A few weeks later I graduated from college. Just days after that I went for my military physical. They took one look at that knee and rejected me outright. The Weekend Warrior’s military career was over. Instead, I got a job as a high school math teacher; ironically a position that was considered in service to the country and would have earned a draft deferment, even though I didn’t need it.

Vietnam was the devastating underlying current that defined the youth of my generation. Every day was Vietnam, Vietnam, Vietnam, a black hole of human misery and, as history bears out, a political folly. The years have dulled the pain for some, and that’s not a good thing. Today, many see Vietnam as yet another American triumph — a triumph where our enemy ran us out and took over the whole country. The price was 58,000 precious young American lives along with countless Vietnamese casualties.

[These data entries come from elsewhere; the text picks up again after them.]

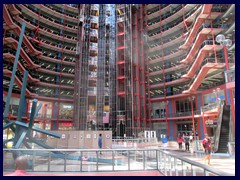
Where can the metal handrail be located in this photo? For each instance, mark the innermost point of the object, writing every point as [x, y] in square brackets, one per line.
[218, 129]
[167, 163]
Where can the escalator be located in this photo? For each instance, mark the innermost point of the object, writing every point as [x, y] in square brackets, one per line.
[224, 130]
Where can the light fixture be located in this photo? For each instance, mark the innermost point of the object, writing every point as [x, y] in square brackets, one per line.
[221, 39]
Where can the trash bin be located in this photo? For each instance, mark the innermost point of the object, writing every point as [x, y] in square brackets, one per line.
[164, 139]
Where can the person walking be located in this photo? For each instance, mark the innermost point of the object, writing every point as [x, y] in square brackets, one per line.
[100, 142]
[206, 143]
[180, 140]
[20, 167]
[186, 140]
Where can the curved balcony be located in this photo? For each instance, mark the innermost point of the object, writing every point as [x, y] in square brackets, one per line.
[203, 33]
[208, 66]
[21, 68]
[57, 14]
[44, 19]
[14, 10]
[154, 12]
[199, 21]
[177, 80]
[55, 73]
[67, 7]
[46, 32]
[19, 83]
[43, 97]
[175, 53]
[169, 17]
[168, 70]
[173, 27]
[17, 29]
[42, 43]
[23, 54]
[55, 85]
[168, 42]
[206, 47]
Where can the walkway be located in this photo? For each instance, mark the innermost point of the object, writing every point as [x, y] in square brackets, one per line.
[223, 162]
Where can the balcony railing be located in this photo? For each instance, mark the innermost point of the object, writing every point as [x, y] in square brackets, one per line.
[125, 160]
[230, 76]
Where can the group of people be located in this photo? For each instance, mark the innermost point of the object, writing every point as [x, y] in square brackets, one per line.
[206, 145]
[186, 139]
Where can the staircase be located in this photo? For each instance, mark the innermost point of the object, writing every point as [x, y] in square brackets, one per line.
[224, 135]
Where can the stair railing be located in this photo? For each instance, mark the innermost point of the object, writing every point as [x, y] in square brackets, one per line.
[218, 130]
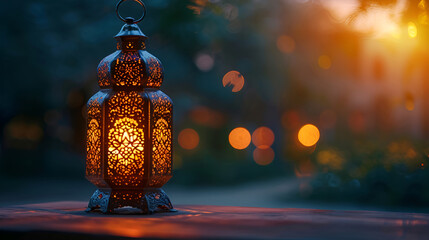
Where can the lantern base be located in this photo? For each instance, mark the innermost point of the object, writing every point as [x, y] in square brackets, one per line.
[149, 200]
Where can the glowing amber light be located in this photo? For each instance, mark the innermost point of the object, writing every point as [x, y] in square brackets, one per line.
[126, 147]
[189, 139]
[324, 62]
[129, 129]
[412, 30]
[263, 137]
[308, 135]
[239, 138]
[234, 79]
[263, 156]
[285, 44]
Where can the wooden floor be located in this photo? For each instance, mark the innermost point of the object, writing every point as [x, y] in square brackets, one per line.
[67, 220]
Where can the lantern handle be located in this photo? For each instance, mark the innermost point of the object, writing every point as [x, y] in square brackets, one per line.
[130, 20]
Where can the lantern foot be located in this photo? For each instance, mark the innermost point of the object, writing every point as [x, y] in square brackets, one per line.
[149, 200]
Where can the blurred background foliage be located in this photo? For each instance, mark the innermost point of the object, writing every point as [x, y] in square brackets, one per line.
[355, 70]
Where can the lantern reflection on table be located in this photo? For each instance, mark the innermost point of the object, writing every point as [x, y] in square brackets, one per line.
[129, 128]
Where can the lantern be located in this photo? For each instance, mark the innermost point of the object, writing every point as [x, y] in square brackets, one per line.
[129, 128]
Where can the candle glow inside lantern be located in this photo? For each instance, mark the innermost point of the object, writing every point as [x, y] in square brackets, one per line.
[129, 128]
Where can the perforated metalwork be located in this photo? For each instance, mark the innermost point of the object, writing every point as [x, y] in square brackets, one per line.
[154, 70]
[93, 140]
[126, 139]
[129, 129]
[103, 70]
[161, 135]
[128, 70]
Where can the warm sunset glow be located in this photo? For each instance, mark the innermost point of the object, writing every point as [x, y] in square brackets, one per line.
[285, 44]
[239, 138]
[324, 62]
[188, 139]
[412, 30]
[263, 157]
[263, 137]
[380, 22]
[234, 79]
[308, 135]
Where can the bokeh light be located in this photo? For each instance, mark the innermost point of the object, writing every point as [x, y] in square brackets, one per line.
[189, 139]
[412, 30]
[234, 79]
[263, 137]
[263, 157]
[239, 138]
[308, 135]
[285, 44]
[324, 62]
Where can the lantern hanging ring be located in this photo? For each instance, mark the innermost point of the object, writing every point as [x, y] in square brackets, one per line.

Barry, Craig, I, and a multitude of others were willing to serve, but not jump on that bandwagon to perdition. We didn’t wait around to be drafted. So were we “draft dodgers?” You judge, but we were not service-dodgers. We did the two most American things we could under the circumstances: we signed up to serve and we spoke out against a government that was wrong.

Over the years I have found it somewhat ironic that many — probably a majority — of those who labeled Donald Trump, Bill Clinton, and others as “draft dodgers” never faced the draft and never joined the military. Unlike us, they had a choice. Were they simply “military service dodgers?” And I always wonder, how did they serve our country?